Bill McClellan, the excellent St. Louis Post-Dispatch columnist, had a must-read column the other day telling the story of Gary Heffernan, a 35-year veteran of the tuckpointing (masonry repair) business, and his recent run-in with an inspector from the federal government’s Occupational Safety and Health Administration (OSHA). The inspector wrote up Heffernan with thousands of dollars in fines, though no one had been injured and the business’s only other employee — Heffernan’s nephew — had not complained. The violations? I won’t spoil the suspense, but they included, to name one, letting the nephew work on a chimney without posted warnings of the toxic dangers of sand. [Whole column here.]


Regulatory ordeals like Heffernan’s may soon become much more frequent and more likely to imperil business survival, under proposed legislation that would greatly expand OSHA’s authority [GovTrack/Thomas; Chamber letter in opposition]. Here’s a description from J.L. Wilson of Associated Oregon Industries:

HR 5663, also known as the Miner Safety and Health Act of 2010, included dramatic changes to OSHA’s enforcement procedures, penalties, abatement and whistleblower provisions. The proposed changes were extremely costly to implement, difficult to administer, created more conflict in the workplace, and encouraged lawsuits.
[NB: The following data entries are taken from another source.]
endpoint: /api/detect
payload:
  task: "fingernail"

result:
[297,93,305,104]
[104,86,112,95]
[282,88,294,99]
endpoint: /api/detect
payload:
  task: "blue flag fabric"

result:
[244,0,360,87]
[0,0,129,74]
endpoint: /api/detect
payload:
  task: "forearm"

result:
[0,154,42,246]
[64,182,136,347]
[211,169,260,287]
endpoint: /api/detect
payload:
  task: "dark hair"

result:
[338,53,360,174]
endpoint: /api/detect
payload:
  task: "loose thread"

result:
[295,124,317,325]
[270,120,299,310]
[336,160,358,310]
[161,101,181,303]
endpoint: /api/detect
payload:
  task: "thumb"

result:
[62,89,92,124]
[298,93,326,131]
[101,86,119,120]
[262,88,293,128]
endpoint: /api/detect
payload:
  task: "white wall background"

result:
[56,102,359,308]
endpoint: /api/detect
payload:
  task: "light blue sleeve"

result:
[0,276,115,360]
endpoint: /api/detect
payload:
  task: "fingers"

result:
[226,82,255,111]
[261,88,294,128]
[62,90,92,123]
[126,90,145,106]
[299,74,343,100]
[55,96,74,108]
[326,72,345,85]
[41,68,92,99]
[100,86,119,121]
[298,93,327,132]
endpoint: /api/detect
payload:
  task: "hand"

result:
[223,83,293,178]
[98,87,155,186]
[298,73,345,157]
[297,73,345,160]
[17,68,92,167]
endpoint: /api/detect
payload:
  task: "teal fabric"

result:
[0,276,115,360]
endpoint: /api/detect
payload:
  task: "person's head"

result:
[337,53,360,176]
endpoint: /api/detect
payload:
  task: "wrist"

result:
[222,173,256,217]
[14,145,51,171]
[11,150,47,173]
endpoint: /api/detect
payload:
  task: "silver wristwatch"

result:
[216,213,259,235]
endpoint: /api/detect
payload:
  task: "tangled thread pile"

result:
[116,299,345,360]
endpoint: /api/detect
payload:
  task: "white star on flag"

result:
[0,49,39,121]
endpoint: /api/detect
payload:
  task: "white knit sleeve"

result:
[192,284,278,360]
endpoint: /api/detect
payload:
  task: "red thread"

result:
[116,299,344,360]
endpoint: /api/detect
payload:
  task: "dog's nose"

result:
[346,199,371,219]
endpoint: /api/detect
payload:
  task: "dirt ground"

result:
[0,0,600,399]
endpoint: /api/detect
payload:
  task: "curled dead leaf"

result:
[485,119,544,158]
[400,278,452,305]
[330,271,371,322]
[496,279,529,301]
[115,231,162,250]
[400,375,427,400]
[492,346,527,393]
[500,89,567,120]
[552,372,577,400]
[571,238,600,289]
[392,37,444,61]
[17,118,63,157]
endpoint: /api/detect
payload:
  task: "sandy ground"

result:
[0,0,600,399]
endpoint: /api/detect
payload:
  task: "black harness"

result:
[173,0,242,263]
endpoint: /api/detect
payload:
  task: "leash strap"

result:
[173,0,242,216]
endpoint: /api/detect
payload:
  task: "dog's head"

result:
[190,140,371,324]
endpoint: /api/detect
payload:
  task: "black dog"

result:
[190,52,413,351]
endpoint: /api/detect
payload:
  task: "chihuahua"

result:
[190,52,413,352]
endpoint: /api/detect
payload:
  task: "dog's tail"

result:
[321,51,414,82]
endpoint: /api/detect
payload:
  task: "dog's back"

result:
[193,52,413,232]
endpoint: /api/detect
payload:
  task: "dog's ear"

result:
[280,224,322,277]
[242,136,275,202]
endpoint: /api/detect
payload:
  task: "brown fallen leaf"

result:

For example, HR 5663 imposed new and vague standards for criminal liability, including felony criminal sanctions against “any company officer or director” for “knowing” violations of OSHA. The bill; however, provided no definition of “knowing,” nor did it provide any limitation or guidance on which “officers or directors” could face criminal charges.

Notice the bill’s misleading name, intended to capitalize on much-publicized recent disasters in underground mines; despite this terminology, the bill would impose broad new federal regulation in workplaces of every other sort as well. And note that although Wilson used the past tense in his account, the bill is very much alive: following hearings before the House Education and Labor Committee it cleared the committee late last month and now heads for the House floor.